EN RECHAZO AL SECUESTRO Y VIOLACIÓN QUE SUFRIÓ LA COMPAÑERA EMBERA DE RISARALDA POR PARTE DEL EJÉRCITO NACIONAL

La Consejería de Mujer y familia del Consejo Regional Indígena de Caldas -CRIDEC- y las organizaciones de mujeres indígenas de Caldas  rechazamos todo tipo de violencias en nuestros cuerpos, comunidades y territorios ancestrales, rechazamos y repudiamos el secuestro y la violación sexual del que fue víctima una niña Embera de 12 años de edad, perteneciente a la comunidad indígena Menduará del Resguardo Gito Dokabú, del municipio de Pueblo Rico, Risaralda, el pasado 21 de junio del presente año, por parte del Ejército Nacional, adscritos al Batallón San Mateo de Pereira.
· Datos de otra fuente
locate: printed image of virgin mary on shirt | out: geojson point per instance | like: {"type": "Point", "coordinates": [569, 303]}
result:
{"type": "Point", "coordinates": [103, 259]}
Este hecho es una grave violación a los derechos humanos y al derecho internacional humanitario, que agudiza el riesgo inminente de exterminio físico y cultural en que se encuentra el pueblo Embera y que la misma Corte Constitucional de Colombia reconoció en el Auto 004 del 2008.

Lamentamos que algunos sectores políticos de la sociedad se empeñen en desmeritar el impacto y la gravedad de este hecho, y que la Fuerza Pública que según el deber constitucional debe velar por la protección de los derechos de las comunidades, sea quien una vez más cometa estos graves delitos y agresiones contra nuestro pueblo. Es absurdo que en pleno proceso de implementación del proceso paz, la violencia por parte del Estado sea un hecho frecuente en nuestras comunidades. Es por esto que el Estado colombiano debe hacerse responsable de este vejamen y cumplir con la exigencia y clamor de justicia que exigimos las mujeres indígenas del país.

Las agresiones y las violaciones a los derechos del que hemos sido víctimas las mujeres indígenas en el marco del conflicto han sido históricas, sistemáticas y silenciadas. En esta época de emergencia sanitaria y de confinamiento las mujeres nos estamos viendo más expuestas y vulnerables a la violencia; los índices de agresión física, sexual y feminicidios se han incrementado, pero el Estado, la justicia y los medios poca relevancia le han dado.

A las mujeres indígenas nos duele este hecho, porque la afectación no solo es sobre una mujer, sino que es sobre la familia, la comunidad, el territorio y nuestros pueblos, es por ello que exigimos que haya justicia y que la impunidad no sea otro capítulo sobre este nuevo hecho de violación de derechos del que somos víctimas las mujeres.

Los pueblos indígenas seguiremos resistiéndonos a la violencia, nos seguiremos negando a desaparecer. Este hecho será un motivo más para que la organización de las mujeres crezca y frene la violencia e impida que sigan surgiendo nuevos casos que violenten nuestros cuerpos, territorios, comunidades y nuestra pervivencia como pueblos ancestrales, porque sabemos que este no ha sido el primer hecho, pero seguiremos exigiendo que este sea el último caso de violación de derechos en nuestras comunidades, en Colombia y en el mundo.

Llamamos a las demás organizaciones de mujeres de Colombia para que nos sumemos a la voz de rechazo y a la exigencia de justicia para quien atente contra nuestras vidas e integridad y para que los violentos salgan de nuestros territorios.